My mother told me that she wouldn’t tell us what happened with Aunt Hannah until my grandmother died.  I knew that point it wasn’t worth the fallout, and she didn’t wish us to deal with the reality of situation.  I remember sending Aunt Hannah notes anyway, but never got a response.  I still have a pair of earrings she gave me after I turned 13, and was allowed to get my ears pierced.  They are the antique earrings I pictured above, and they hurt to put in or take out.  I kept them to remind me of the grace that Aunt Hannah showed to others, and also just good memories I have of this jolly woman.

It also reminds me of how at times we speak of the Grace of God, but forget that he asks us to show grace towards others.  The scandal wasn’t something she needed to be removed for, but like other things it may have been to ugly for the church ladies to deal with.  It’s telling to me that this ‘secular’ woman would show such grace even towards my grandfather, and yet we at times as Christians are so conditional with our grace towards them.

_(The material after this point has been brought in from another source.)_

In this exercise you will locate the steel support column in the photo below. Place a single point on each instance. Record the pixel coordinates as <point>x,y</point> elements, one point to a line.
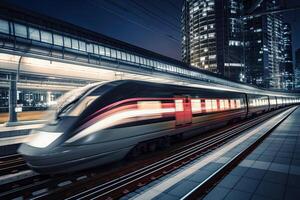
<point>12,98</point>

To this day the church to me doesn't show to much grace towards the families dealing with domestic violence.  They may talk about a little more, but how they handle things is pretty much the same.  The grace they show?  I see their lips moving, but I see nothing to back up the words.  I see no action to stop domestic violence within the church.  I see no one truly acknowledging emotional abuse and verbal abuse that happens way to often within families.  I guess they seem to think my mother's emotional distance was caused by the beatings only.

They tell you to GO to the church, but truly the church has nothing to hand them.  They say avoid the domestic violence shelters, because of rumors that all of them are run by feminist's that hate MEN!  They want to break up the families, etc.  Could there be such a thing?  Sure I suppose there could, but I also know the denial of how damaging the violence within the home is seen from the eyes of the church.   When you are beaten and broken by abuse?  Which would you see as showing more grace towards the danger?  The ones that say they will pray for you, or the ones that offers you shelter away from the abuse?  I guess common sense and the sense of human nature doesn't come into the picture at all.

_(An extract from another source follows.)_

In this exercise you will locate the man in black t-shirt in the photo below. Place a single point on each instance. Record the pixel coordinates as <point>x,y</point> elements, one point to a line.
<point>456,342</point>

Aunt Hannah showed the grace towards our family more than the church, and even society at large around them!  When they found that Aunt Hannah had done something humans do?  That conditional grace came into place once again - she was abandoned.  She didn't abandon the family the church had, but the church's pressure to abandon her when the time the sin was revealed happened out of some wried vision of who your true friends should be.  Who was the true friend I ask you?

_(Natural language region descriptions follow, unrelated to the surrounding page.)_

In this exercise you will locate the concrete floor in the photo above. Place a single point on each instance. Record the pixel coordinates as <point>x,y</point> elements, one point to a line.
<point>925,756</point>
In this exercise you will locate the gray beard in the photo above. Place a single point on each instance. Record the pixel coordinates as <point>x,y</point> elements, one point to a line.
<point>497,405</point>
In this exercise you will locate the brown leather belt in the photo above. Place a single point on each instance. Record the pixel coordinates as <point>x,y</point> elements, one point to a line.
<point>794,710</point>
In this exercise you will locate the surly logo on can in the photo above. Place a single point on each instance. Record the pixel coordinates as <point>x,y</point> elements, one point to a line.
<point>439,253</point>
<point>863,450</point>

I guess I will never understand the conditional grace you find in the church.  I don't see the condition of withdrawing this in the bible.  The fact our family needed to show grace towards a man that beat his family with a show forgiveness versus abandoning a secular lady that held their hands during their lifetime when they saw sin in her makes no sense.  Its strange how the church makes excuses for themselves, and just says the world doesn't understand.  You have to wonder if they are not the ones that don't get it.

I will never forget you Aunt Hannah.  You are the picture of grace I wish the church could have acknowledged.  YOU a secular person they could have learned a lesson of grace from.  I love you!  Today a day of Thanksgiving - I will give my thanks to the Lord for you!  You were such a present of hope and grace in times which you were needed, and when no one else would step up to the plate.